Ещё выяснилось, что мне уже причитается довольно приличная сумма за издание «Мясорубки» и «Десанта». По местным меркам приличная, конечно, так-то слёзы на общем фоне. Подписал с Рыковым договор, что все мои авторские гонорары в Советской России будут направляться в специально созданный благотворительный фонд, который для начала поддержит борьбу с беспризорностью, а там видно будет.

Интервью Алексея Ивановича получилось не очень интересным, слишком «казённым», без «огонька». НЭП он поддерживает, НЭП — это шанс построить справедливое общество без эксплуататоров-кровопийц, и тем показать пример остальным. Мировую революцию каждый должен делать у себя дома, наш пример этому поспособствует куда лучше, чем выходки бешеного Троцкого, который уже «огрёб» в Польше, но выводов всё равно не сделал. Рыков главный сторонник строительства «витрины» победившего социализма. С позиции заместителя Ленина — это тоже отличная реклама НЭПу, хоть и подана суховато, польза точно будет.

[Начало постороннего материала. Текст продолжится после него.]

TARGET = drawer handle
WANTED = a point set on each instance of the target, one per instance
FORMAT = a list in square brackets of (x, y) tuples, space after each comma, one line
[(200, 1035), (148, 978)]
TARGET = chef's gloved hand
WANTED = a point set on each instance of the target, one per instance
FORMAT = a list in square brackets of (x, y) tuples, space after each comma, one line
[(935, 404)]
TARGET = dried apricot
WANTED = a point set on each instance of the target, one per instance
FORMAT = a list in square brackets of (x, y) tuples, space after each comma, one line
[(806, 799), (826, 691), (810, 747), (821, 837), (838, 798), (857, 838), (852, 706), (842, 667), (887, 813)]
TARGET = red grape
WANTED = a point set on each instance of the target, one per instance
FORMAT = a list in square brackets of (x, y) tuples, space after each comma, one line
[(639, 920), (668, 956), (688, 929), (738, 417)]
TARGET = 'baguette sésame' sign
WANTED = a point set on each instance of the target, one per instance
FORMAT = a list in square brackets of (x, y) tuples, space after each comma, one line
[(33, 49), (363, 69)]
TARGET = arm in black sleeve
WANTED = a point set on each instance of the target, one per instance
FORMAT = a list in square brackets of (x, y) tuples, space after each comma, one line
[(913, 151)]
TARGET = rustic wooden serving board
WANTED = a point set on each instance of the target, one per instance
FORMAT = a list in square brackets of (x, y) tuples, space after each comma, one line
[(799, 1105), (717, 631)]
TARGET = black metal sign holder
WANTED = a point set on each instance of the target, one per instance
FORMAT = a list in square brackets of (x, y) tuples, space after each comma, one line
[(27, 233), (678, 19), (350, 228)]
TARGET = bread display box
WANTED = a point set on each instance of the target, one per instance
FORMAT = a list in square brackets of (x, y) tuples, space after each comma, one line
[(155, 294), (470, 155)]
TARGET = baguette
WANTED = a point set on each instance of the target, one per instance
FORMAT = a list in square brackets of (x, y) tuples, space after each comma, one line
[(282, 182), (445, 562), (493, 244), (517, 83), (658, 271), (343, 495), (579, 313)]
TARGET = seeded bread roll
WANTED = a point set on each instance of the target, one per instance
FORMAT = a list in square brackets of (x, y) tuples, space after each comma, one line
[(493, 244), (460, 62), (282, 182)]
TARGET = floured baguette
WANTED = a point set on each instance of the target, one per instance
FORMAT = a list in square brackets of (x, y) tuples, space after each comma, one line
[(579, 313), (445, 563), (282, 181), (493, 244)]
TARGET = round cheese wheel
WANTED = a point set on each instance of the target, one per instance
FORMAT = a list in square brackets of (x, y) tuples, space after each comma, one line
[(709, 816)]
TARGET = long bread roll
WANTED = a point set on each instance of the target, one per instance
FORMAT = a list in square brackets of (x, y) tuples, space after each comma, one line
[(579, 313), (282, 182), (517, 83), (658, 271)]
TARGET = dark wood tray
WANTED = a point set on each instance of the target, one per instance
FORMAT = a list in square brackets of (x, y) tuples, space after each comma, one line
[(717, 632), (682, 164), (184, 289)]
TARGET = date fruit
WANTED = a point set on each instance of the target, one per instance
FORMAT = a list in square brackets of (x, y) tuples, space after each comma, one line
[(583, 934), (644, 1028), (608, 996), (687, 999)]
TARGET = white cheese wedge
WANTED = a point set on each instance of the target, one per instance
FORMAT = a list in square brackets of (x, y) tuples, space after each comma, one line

С Алексеем Ивановичем я тоже расстался добрым приятелем. Тут сказалось и принятие предложенных им условий без попытки поторговаться, и, конечно, благотворительный фонд. Поужинали «у меня» в «Метрополе». За ужином опять говорили о моих книгах и о творческих планах. Рассказал, что следующую книгу пишу по-русски, и первым делом планирую издать её в России, но произойдёт это нескоро, планируется три, или даже четыре тома, а у меня сейчас не так много времени для творчества. Сюжет раскрыть отказался, объяснения на пальцах всё равно не поймёт. Это как «Карузо по телефону напеть».


Каменев, Лев Борисович, урождённый Розенфельд. Сейчас, пожалуй, четвёртый по влиятельности член Политбюро ЦК ВКП(б). Председатель Московского совета рабочих и крестьянских депутатов. Он единственный из большевиков выступал против окончательного развала армии, указывая на то, что: «Германская армия не последовала примеру армии русской и ещё повинуется своему императору». Самый последовательный противник Троцкого, возможно из-за неудачного первого брака с сестрой Льва Давидовича.

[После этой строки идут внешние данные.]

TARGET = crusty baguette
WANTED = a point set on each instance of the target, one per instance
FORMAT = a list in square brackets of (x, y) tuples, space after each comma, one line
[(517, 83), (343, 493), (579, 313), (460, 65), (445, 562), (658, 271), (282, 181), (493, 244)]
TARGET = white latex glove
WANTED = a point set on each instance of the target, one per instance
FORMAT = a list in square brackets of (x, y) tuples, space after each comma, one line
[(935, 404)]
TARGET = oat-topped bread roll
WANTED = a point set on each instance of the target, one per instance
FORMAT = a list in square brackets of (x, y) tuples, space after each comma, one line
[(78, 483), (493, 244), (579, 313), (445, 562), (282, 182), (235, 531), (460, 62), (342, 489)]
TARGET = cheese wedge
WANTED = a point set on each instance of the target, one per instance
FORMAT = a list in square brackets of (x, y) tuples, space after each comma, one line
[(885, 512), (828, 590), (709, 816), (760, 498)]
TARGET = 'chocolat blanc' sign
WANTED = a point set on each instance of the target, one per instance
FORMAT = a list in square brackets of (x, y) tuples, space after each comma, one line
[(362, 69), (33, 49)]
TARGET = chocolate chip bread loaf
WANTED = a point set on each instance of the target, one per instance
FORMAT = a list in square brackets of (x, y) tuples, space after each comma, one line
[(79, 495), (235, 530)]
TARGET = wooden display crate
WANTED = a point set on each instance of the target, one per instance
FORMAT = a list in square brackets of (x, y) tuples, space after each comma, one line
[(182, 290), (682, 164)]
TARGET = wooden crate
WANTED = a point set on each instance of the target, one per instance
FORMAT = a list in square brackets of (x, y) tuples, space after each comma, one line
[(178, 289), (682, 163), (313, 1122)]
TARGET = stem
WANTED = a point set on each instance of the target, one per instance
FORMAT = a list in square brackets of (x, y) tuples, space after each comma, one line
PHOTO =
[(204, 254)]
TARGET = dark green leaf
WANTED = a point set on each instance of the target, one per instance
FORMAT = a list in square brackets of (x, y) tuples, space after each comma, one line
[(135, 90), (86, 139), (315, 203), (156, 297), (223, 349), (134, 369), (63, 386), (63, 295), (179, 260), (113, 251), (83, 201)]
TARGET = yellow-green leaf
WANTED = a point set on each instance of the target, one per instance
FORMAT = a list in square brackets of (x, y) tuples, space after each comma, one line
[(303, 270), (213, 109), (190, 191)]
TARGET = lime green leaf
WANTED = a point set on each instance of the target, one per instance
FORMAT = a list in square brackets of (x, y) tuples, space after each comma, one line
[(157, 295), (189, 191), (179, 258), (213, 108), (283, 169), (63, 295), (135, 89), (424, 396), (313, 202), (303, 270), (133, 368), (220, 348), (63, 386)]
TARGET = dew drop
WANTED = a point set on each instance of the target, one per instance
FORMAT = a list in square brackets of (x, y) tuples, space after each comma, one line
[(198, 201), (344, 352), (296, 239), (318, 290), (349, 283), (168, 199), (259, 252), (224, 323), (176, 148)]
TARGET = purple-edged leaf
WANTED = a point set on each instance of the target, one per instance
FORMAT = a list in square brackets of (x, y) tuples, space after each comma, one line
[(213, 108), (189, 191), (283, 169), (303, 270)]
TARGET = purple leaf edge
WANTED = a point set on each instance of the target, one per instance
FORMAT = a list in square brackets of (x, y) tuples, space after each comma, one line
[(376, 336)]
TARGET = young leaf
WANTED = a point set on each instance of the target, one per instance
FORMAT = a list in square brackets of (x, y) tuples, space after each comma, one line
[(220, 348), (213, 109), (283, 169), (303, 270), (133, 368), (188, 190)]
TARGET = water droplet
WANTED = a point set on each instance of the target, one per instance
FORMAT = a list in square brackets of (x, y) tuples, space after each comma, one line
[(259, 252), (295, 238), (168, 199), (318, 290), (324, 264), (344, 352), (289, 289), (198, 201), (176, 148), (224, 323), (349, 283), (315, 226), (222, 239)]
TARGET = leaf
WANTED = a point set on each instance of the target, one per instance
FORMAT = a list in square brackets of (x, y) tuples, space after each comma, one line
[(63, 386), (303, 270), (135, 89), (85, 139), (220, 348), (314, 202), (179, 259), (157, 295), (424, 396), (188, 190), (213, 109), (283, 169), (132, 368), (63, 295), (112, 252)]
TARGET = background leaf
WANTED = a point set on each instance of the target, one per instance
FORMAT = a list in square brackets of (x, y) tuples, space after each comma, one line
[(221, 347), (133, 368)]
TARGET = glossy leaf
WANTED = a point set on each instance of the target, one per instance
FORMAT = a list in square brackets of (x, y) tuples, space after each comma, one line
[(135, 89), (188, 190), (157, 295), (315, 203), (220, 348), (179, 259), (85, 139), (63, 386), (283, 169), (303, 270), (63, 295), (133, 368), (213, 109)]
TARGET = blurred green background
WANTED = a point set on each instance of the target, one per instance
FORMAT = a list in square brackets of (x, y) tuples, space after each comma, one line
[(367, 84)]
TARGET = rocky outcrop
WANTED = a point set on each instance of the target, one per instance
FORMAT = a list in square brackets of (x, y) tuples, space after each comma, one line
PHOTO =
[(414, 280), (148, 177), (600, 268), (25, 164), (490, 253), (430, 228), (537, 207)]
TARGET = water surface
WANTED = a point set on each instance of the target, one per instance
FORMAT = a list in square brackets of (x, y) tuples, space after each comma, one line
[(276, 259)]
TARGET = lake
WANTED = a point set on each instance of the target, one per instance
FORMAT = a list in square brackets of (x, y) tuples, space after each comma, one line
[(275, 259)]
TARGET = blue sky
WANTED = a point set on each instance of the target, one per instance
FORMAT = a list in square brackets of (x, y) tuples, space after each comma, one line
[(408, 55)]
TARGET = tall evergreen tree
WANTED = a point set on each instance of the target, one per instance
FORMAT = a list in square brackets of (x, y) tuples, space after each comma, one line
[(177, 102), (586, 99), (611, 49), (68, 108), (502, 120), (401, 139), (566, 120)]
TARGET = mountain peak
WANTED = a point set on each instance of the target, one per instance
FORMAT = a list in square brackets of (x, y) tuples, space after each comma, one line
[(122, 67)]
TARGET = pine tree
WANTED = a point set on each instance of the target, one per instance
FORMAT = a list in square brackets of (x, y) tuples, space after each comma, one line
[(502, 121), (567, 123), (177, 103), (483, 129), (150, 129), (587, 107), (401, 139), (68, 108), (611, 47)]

Именно он меньше чем через год предложит кандидатуру Сталина, с которым сейчас довольно близок, на пост Генерального секретаря ЦК ВКП(б), в связи с тяжёлой болезнью Ленина.

Ещё один убеждённый сторонник НЭПа и построения «витрины социализма». По оценке современников: «человек довольно буржуазного склада» и выглядит как классический буржуй. Каменев фактический хозяин Москвы и больше всего заинтересован в сохранении нынешнего статус-кво. Он своего уже добился, в революции себя реализовал, вырос «из грязи» даже не в барина, а в великого князя. Попыткой «законсервировать» ситуацию он себя и погубит. Революция консервации не подлежит, это ещё французы всем показали.

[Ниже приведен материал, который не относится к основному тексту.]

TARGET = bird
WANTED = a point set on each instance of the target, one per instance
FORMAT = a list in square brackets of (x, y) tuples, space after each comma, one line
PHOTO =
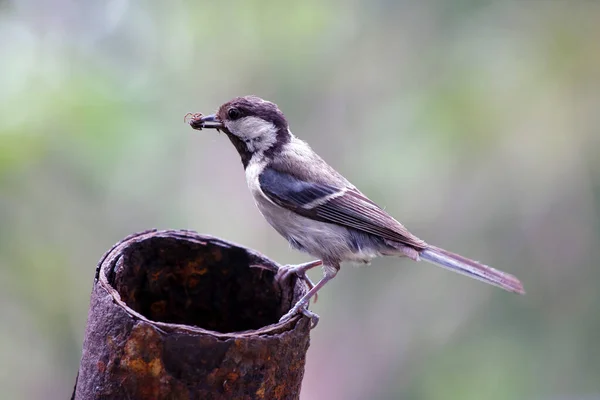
[(316, 209)]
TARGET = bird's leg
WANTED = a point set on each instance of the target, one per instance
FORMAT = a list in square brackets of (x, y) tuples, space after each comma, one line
[(329, 273), (300, 270)]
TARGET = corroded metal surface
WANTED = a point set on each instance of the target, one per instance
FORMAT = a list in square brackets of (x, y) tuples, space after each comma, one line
[(177, 315)]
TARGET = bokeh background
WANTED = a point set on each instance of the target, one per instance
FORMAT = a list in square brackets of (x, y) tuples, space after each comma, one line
[(476, 123)]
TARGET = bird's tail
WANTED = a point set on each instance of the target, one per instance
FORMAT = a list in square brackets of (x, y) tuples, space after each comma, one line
[(472, 269)]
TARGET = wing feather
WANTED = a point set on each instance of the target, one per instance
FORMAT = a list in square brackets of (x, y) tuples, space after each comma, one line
[(345, 206)]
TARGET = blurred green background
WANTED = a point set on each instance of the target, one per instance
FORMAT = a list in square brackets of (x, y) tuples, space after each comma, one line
[(475, 123)]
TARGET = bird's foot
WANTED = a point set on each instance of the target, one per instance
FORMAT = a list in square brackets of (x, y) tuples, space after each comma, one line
[(284, 273), (300, 307)]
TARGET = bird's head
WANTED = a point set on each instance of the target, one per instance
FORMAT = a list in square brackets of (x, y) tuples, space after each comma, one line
[(254, 126)]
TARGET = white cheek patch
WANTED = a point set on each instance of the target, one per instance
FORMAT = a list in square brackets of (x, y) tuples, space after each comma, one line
[(258, 134)]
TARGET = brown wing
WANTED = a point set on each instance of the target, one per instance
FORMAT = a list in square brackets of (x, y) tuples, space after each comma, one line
[(338, 205)]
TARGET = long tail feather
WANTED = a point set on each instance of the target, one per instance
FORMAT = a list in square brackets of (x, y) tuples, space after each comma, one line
[(472, 269)]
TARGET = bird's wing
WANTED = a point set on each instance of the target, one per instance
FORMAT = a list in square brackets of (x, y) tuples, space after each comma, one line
[(345, 206)]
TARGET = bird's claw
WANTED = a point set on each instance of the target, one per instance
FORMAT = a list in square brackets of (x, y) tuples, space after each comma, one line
[(314, 318), (284, 272)]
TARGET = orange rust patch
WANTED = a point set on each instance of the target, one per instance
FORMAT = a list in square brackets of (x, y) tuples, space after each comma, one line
[(159, 307), (279, 391), (101, 367)]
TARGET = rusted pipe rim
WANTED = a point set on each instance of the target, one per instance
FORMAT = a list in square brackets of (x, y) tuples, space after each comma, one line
[(110, 261)]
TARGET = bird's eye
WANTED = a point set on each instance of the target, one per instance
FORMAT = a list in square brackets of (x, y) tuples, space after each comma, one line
[(233, 113)]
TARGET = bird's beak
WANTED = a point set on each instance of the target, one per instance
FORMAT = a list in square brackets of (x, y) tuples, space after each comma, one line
[(207, 122)]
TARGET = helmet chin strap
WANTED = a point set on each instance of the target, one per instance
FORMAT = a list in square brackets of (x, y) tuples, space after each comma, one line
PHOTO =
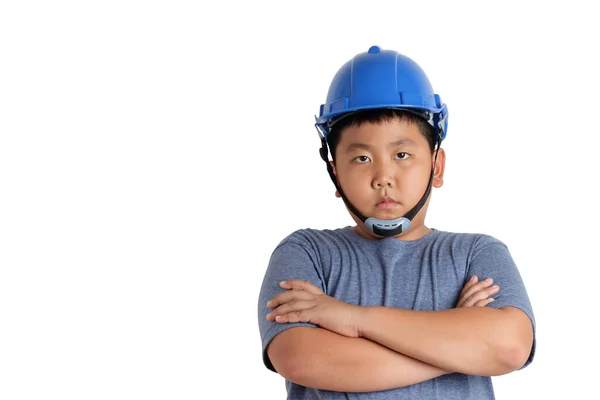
[(381, 227)]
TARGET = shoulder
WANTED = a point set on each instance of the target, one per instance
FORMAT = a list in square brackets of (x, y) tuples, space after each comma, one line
[(468, 242), (314, 238)]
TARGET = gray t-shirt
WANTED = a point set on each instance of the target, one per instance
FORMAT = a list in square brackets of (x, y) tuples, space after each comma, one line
[(424, 274)]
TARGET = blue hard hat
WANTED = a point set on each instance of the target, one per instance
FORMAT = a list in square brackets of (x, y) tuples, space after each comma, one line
[(381, 79)]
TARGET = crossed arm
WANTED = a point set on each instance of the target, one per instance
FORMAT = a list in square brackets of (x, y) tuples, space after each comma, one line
[(377, 348)]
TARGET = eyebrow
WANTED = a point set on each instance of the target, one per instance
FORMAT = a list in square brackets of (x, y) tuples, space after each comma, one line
[(364, 146)]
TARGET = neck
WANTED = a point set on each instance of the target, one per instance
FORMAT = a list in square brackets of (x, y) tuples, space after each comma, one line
[(414, 233)]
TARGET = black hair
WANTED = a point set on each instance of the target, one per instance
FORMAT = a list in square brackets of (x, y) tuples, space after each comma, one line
[(378, 115)]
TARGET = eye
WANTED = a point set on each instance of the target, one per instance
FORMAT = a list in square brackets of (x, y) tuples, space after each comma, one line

Интервью Льва Борисовича «бомбой» тоже не станет, но его тщательно «взвешенная» позиция потенциальным инвесторам обязательно понравится, а большего мне и не требуется. «Бомбой» взорвётся интервью Троцкого, а остальные пусть выглядят пожарными и спасателями.

Приятелями с Львом Борисовичем мы не стали, равным он меня не воспринимал, к тому-же я отказался устраивать творческий вечер в Москве, сославшись, что такой уже запланирован в Петрограде. Почему не провести и там, и здесь? Не понравился мне Каменев. Совместного ужина у нас тоже не состоялось.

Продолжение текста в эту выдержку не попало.